The men graduated with the new NZ Certificate in Allied Trades qualification specialising in tiling and plastering this week. The two 17 week programmes are delivered in the prison’s trade training workshops by WelTec tutors.

Rimutaka’s Assistant Prison Director Kym Grierson says the partnership between Corrections and WelTec means prisoners can achieve qualifications and skills that meet industry needs.

“We have worked with WelTec to ensure programmes that are delivered at Rimutaka Prison address the needs of the construction industry and this includes house-building and related trades.”

“We’re also excited to be part of the new industry-focused New Zealand qualifications.”

It’s the first time a tiling programme has been run in the prison.

“The men have gained hands-on skills that could lead to apprenticeships in areas where there is a recognised skills shortage,” says Ms Grierson.

Speaking at the graduation ceremony in the prison’s trades workshops, Neil McDonald Head of Construction WelTec and Whitireia told the men, “You are the first graduates in New Zealand achieving these brand new qualifications.”

“You now have qualifications that are directly related to industry needs.  You have shown perseverance at something that is not easy.  Employers need work-ready people across the construction industry.”

Stuart Boyce, General Manager of Wellington tiling company All About Tiles was on hand to view the men’s work at the graduation ceremony.

“Tiling and Plastering are really good trades to get into.  I can’t get trades people at the moment so it’s great to see these 26 men graduating with a New Zealand qualification.
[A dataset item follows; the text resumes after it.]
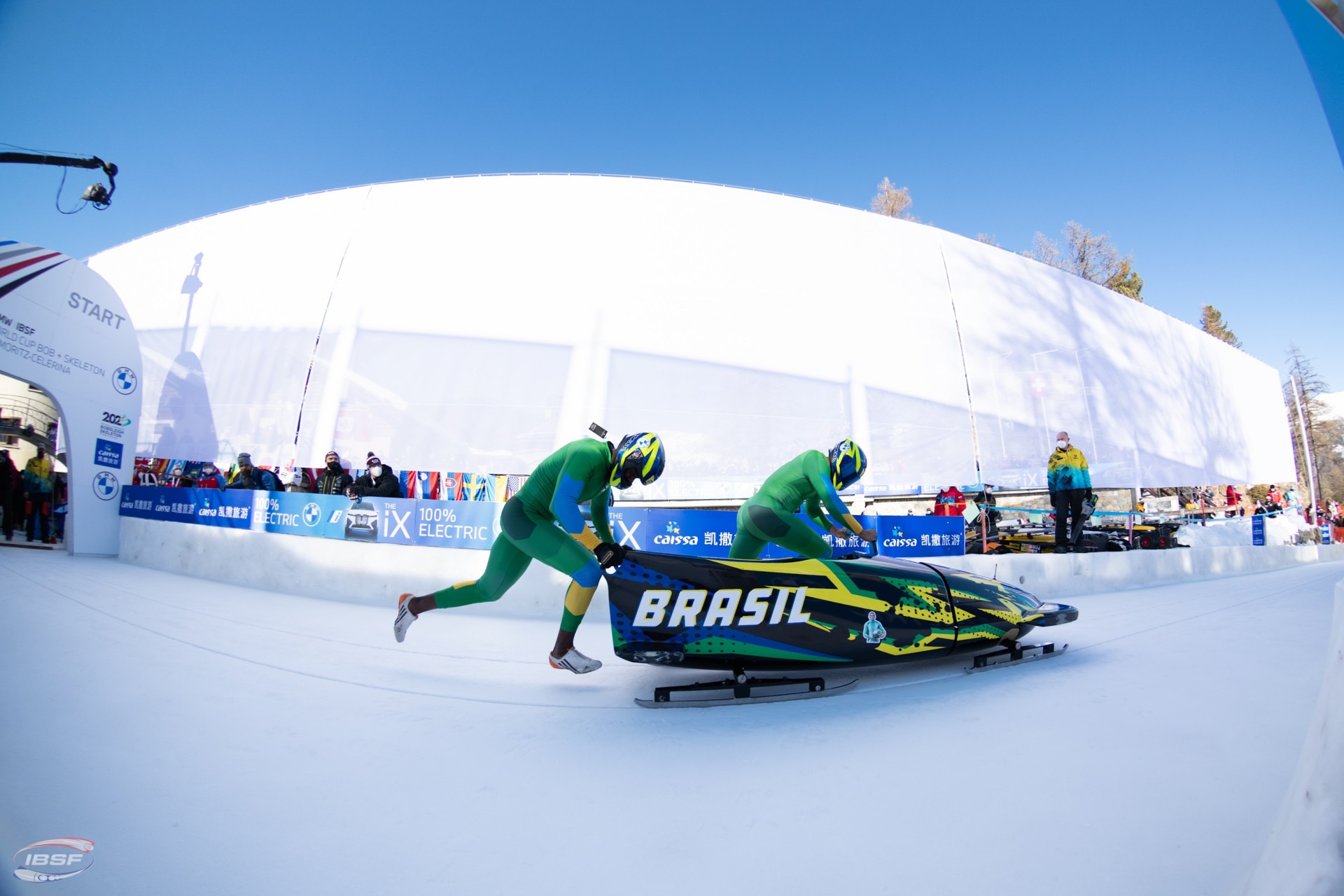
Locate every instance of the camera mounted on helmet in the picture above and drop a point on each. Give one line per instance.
(638, 457)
“These qualifications are recognised by industry and signal to an employer that you have the right skills and attributes to make a positive contribution on day one of employment.”
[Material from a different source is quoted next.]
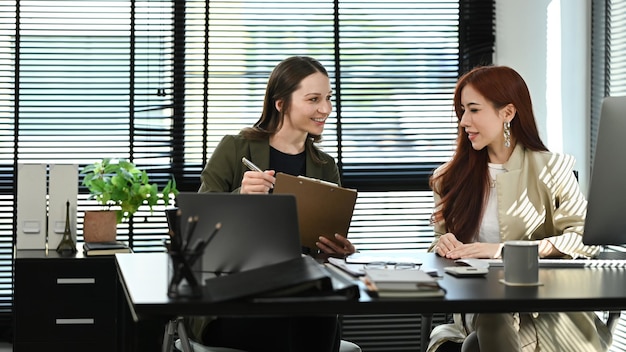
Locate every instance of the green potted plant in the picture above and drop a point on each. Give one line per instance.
(120, 188)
A graduate of the plastering course, Mark*, said it was his first trade course, and he was proud of his qualification. “I completed my [plastering] booth and had a little cry because I’ve never really accomplished anything before. It’s a really good trade.”

Other graduates were equally appreciative of the programme, with one saying, “Thank you WelTec tutors.  We have something more valuable for our lives.  We are grateful to our tutors for sharing their skills with us.”

Twelve prisoners gained the New Zealand Certificate in Construction Trade Skills (Level 3) Allied Trades – Tiling.

Fourteen gained the New Zealand Certificate in Construction Trade Skills (Level 3) Allied Trades – Plastering.

“Both trade programmes have a large practical element with a theory base to ensure graduates meet workplace capabilities,” says Neil McDonald.

WelTec tutors teach trades and technical skills including literacy and numeracy in the prison workshops supported by Corrections’ custodial officers.

The programmes that prisoners complete and the qualifications gained in prison are the same as the external programmes delivered by WelTec and Whitireia at their campus in Petone and Porirua.

In the last financial year 3,894 qualifications were achieved by prisoners nationally. Just under 2,000 prisoners participated in trades training.